Predominately medium-sized vessel

Childhood Polyarteritisnodosa (PAN)

  • What is it?
    • Childhood Polyarteritisnodosa, or PAN for short, is a rare type of inflammation or swelling that occurs during childhood and typically targets medium-sized arteries. Arteries are tubes in the body that bring blood and nutrients to the organs and tissues. When they are swollen, the tubes cannot bring as much food to the organs and tissues as they need, causing problems.
    • PAN and a disease called Kawasaki disease (KD) are both common to develop during childhood and have many similar symptoms, so accurate diagnoses are important.
    • It is not contagious, so it will not spread through contact with a patient with PAN. PAN is also not a heritable disorder, so parents usually do not pass it onto their children.
    • Patients with PAN should have regular check-ups to monitor the disease activity and treatment.
    • Different types of PAN include Systemic PAN and Cutaneous PAN (CPAN)
  • Systemic or Classic Polyarteritisnodosa (or just PAN)
    • It is a type of swelling of the blood vessels or tubes that cause general symptoms like fever, malaise and weight loss, and it affects many systems of the body.
  • Cutaneous Polyarteritisnodosa (CPAN)
    • It is a subcategory of polyarteritisnodosa that is rarer, more limited and affects only the skin, muscles and bones, not the internal organs like the heart or liver.
    • Different from PAN, CPAN develops in more girls on the lower part of their legs, producing small swelling reactions, and has a positive prognosis. Another difference is that the structure of the internal elastic lamina, which is a type of tissue of the artery walls that lets it expand and contract as blood is pumped, is maintained in CPAN, but not in PAN.
    • It is hard to tell apart CPAN and PAN based only on skin outbreaks.
    • As of now, there is no official characterization of CPAN but studies of children with PAN and their lab test results show that it is a special form of inflammation with a chance to develop into the systemic form, so follow-ups are suggested.
  • The cause of PAN is actually unknown up to date. Evidence from studies show that the immune system is the key player, making it an autoimmune disease.  The immune system has cells that protect the body by fighting infections, but when they do not work properly in PAN, they can attack and damage the body’s blood vessels.
  • One possible cause may be due to chronic hepatitis B virus infection.
  • PAN is observed about equally in boys and girls.
  • It occurs more often in adults than in children.
  • The diagnosis of PAN generally involves looking through medical histories to find symptoms, physical examinations, laboratory tests such as a tissue biopsy or urinalysis, and imaging tests for example arteriograms, CT or MRI scans, used to detect abnormalities in blood vessels and internal organs.
  • Click here for more detailed information on classifying and diagnosing PAN.
  • Treatment of PAN varies as different factors need to be taken into consideration.
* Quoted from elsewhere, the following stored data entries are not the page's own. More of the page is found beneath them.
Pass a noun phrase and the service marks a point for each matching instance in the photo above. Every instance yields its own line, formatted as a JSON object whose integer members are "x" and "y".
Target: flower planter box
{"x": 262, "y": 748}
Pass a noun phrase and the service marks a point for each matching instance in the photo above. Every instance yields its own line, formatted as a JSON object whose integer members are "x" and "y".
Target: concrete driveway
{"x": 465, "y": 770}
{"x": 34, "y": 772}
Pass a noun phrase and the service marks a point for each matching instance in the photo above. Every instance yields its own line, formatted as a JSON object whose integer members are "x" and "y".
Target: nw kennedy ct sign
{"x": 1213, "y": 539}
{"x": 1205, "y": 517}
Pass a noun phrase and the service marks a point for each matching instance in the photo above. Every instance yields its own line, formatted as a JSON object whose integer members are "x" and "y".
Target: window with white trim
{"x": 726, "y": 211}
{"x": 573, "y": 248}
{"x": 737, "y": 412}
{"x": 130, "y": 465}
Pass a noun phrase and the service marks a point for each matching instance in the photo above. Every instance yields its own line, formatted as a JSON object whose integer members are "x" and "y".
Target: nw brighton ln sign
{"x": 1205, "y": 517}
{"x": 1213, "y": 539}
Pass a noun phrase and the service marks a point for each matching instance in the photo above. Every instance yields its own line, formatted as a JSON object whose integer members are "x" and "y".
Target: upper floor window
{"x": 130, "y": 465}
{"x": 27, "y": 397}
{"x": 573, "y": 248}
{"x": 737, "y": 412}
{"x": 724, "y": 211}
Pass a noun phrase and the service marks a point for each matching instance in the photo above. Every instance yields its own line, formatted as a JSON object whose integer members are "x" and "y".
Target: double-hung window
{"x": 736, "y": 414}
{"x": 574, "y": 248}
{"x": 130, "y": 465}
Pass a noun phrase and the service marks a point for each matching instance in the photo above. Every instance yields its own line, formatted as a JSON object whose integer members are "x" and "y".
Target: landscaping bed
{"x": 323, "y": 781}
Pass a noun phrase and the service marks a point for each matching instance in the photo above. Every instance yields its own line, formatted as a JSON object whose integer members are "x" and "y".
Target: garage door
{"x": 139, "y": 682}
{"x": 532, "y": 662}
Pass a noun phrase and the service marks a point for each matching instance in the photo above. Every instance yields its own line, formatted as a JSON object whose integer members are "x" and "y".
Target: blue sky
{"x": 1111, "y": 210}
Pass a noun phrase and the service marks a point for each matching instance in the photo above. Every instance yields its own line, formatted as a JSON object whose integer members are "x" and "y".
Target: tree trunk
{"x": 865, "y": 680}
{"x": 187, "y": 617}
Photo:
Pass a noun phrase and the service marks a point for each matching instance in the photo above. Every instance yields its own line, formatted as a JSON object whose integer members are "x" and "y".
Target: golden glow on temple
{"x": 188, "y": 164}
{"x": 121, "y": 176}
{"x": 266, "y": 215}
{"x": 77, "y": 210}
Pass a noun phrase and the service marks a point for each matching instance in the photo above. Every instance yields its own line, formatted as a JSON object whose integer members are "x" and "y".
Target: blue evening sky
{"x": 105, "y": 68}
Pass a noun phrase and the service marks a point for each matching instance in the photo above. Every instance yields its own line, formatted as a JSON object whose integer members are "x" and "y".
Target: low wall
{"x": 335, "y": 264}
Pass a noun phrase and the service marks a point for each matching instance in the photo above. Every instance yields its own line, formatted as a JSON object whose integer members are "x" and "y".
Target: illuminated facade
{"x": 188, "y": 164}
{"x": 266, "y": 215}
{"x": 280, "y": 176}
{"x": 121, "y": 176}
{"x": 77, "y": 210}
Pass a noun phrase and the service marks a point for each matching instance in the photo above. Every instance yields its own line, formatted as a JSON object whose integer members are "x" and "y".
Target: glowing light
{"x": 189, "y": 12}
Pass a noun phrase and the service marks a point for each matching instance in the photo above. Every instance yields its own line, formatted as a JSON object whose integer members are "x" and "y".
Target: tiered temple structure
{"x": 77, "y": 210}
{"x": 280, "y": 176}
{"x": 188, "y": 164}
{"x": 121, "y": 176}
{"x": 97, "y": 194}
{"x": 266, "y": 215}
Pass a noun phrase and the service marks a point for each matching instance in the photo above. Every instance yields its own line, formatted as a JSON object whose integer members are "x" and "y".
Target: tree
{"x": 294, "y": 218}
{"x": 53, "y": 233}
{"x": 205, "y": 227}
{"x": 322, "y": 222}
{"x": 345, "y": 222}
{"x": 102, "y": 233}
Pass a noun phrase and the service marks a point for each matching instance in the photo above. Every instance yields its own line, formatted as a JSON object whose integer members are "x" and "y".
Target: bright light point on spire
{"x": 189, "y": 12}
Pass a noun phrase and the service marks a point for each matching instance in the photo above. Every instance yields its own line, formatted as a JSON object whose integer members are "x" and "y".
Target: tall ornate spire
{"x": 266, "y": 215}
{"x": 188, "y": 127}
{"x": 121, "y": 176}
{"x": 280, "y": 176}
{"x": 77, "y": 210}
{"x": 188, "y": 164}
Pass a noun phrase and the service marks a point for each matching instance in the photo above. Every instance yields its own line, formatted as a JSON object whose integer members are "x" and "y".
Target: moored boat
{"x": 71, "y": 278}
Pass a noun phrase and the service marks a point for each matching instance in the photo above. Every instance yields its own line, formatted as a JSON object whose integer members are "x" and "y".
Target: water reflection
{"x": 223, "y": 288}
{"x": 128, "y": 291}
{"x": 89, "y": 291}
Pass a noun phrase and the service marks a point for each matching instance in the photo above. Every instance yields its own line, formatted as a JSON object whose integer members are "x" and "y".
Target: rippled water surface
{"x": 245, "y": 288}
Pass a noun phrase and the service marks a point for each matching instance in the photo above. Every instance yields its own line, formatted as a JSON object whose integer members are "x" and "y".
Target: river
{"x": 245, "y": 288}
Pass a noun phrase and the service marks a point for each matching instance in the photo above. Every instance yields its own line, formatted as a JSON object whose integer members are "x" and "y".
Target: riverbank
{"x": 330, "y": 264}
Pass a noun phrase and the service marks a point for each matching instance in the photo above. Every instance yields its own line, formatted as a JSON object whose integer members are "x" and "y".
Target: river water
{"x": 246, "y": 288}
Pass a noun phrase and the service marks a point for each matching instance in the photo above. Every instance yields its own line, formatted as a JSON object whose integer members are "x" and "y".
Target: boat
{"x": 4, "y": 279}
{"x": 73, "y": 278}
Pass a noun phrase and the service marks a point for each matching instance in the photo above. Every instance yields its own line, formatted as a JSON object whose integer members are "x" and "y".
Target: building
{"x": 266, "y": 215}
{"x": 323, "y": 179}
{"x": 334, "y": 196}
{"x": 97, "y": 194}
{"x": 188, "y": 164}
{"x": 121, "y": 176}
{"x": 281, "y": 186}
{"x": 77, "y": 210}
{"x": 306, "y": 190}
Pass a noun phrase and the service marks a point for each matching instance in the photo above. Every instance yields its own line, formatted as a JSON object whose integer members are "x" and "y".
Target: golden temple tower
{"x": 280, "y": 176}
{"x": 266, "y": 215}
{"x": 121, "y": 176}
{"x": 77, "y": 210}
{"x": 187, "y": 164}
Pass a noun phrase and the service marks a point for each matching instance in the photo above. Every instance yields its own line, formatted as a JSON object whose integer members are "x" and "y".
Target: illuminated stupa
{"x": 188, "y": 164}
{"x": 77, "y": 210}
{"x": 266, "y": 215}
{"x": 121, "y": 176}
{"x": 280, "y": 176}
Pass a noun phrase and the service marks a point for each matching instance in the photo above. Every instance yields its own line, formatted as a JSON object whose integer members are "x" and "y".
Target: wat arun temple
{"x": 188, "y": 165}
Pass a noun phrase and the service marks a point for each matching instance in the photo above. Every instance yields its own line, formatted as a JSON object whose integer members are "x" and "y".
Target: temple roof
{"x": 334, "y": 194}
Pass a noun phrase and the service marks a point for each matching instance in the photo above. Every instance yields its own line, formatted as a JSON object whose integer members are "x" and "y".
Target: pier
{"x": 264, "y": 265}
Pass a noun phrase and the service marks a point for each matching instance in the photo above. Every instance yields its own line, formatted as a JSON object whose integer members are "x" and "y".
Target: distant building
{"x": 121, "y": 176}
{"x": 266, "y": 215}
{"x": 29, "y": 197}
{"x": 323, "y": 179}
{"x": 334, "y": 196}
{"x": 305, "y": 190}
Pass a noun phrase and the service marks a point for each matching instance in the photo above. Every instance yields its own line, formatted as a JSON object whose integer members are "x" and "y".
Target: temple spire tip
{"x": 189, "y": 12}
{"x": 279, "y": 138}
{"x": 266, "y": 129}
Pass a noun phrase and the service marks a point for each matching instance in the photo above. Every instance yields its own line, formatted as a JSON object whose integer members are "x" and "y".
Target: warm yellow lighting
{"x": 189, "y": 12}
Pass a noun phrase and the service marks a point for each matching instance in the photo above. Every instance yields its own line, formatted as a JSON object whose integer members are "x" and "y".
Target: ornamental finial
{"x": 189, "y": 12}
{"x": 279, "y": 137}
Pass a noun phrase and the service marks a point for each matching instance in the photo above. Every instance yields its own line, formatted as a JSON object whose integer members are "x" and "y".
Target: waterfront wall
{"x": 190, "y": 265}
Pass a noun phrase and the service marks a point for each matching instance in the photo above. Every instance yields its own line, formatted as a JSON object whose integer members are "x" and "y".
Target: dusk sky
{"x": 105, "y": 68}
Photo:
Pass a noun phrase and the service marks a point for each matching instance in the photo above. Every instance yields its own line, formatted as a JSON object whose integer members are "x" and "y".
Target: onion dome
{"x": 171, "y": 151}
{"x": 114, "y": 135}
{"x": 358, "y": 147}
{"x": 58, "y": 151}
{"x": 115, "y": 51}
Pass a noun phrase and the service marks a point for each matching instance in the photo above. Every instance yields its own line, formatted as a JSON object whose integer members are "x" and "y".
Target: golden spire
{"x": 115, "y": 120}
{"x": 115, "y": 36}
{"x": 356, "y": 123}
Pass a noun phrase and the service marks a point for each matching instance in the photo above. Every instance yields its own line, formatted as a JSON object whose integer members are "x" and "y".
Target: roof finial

For instance, how severe it is and if there is also the presence of CPAN or viral hepatitis.
  • Glucocorticoids are steroids that decrease inflammation. It can be taken on its own or together with medications called immunosuppressants that weaken the body’s immune system.
    • Click here for more detailed information on suggested treatment protocols.

Cabral, David, and Kimberly Morishita. “Vasculitis in Children: Classification and Incidence.” UpToDate. Ed. Robert Sundel and Elizabeth TePas. N.p., Mar. 2016.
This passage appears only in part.